Non-pharmacotherapy treatments are also important. As physical activity is a strong predictor of IPF disease course, methods to increase physical activity e.g., pulmonary rehabilitation are important in prolonging a more positive life-span, in particular as data suggests that pulmonary rehabilitation may increase QoL [28‐30]. Allied to this, greater attention to assessment and treatment of comorbid conditions may improve or at least alleviate longitudinal decline in QoL, although as of yet this remains unproven [4]. For several patients, early palliative care may be an appropriate approach [5, 12].

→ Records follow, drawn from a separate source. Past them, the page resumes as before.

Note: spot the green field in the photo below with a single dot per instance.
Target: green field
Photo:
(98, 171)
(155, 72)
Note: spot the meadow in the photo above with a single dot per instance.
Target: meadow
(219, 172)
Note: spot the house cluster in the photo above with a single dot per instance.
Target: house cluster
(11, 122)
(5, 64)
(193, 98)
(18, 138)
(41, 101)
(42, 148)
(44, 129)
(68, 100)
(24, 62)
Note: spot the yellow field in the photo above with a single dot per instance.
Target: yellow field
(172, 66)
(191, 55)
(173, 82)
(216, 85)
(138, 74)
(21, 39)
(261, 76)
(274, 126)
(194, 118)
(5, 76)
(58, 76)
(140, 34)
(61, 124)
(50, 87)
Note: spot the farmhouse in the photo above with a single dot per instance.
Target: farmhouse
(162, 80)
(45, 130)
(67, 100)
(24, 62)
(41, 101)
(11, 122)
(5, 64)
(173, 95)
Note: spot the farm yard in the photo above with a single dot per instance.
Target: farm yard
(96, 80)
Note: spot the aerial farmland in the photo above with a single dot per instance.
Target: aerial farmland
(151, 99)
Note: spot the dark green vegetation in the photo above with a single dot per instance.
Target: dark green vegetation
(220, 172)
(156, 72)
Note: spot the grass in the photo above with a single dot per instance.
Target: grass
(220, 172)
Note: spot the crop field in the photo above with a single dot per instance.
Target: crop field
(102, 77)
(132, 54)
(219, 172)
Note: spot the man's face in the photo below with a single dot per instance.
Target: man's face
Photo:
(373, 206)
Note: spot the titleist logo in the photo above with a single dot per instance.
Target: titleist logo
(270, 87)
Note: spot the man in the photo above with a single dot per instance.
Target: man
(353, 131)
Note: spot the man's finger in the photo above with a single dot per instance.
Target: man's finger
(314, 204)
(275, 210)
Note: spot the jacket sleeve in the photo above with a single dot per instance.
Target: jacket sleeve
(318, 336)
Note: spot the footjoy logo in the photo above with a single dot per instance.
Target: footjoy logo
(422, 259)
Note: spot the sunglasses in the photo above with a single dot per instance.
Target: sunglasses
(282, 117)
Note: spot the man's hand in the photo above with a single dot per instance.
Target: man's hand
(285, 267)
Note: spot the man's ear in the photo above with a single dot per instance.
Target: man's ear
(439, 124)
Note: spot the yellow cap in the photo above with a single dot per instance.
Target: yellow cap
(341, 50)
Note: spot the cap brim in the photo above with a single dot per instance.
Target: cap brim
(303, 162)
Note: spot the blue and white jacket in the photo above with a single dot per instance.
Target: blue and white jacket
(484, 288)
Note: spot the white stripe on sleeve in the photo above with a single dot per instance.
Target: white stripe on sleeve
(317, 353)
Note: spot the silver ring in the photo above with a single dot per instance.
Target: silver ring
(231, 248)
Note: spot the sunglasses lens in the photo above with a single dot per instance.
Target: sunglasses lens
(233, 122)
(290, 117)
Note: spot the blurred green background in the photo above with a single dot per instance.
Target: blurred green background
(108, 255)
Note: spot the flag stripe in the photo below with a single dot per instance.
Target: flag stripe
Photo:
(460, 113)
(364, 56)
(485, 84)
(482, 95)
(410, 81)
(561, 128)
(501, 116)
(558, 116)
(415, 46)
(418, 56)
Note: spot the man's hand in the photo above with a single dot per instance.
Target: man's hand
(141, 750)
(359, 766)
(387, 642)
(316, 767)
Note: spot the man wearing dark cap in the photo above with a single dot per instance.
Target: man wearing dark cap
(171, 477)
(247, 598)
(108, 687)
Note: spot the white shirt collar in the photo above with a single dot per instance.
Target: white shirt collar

Our study has a number of limitations (above that of using non-IPF specific QoL measures as discussed above). Typically for data collection under clinical practice conditions, sites showed considerable variance in terms of number of documented visits and visit time-points, and in terms of completeness of data (each depending on their routine clinical schedule) including QoL reports. Furthermore, a potential bias cannot be excluded, such as underreporting or underdiagnosing of subacute deterioration and any influence of social factors (e.g., family situation) and other aspects external to the disease process. A high number of patients enrolled were excluded from the present analyses due to incomplete data of longitudinal QoL assessment. As some differences had been noted between the group of in- and excluded patients, e.g. a more severe disease and a higher mean number of comorbidities, a bias of our results toward patients with a more severe disease course cannot be excluded. In addition, not every patient completed each of the QoL questionnaires at least yearly as stipulated. However, the relatively large numbers of included patients and completed QoL measures in connection with a long follow-up period do provide a substantially large sample and exposure time from which we found significant differences in a number of outcomes, and association of QoL changes with clinical status. A final limitation is that we have not included potential effects of treatment (including use of anti-fibrotic agents) in the present analyses and cannot report on benefits of such treatment.
Conclusions
In conclusion, we found strong associations of changes of QoL to important outcomes in IPF; principally decline in lung function, hospitalisation for acute exacerbations and mortality. Pharmacological and non-pharmacological therapies used to reduce these clinically important events should also aim to maintain or even improve QoL as assessed by these equally important patient-reported outcomes.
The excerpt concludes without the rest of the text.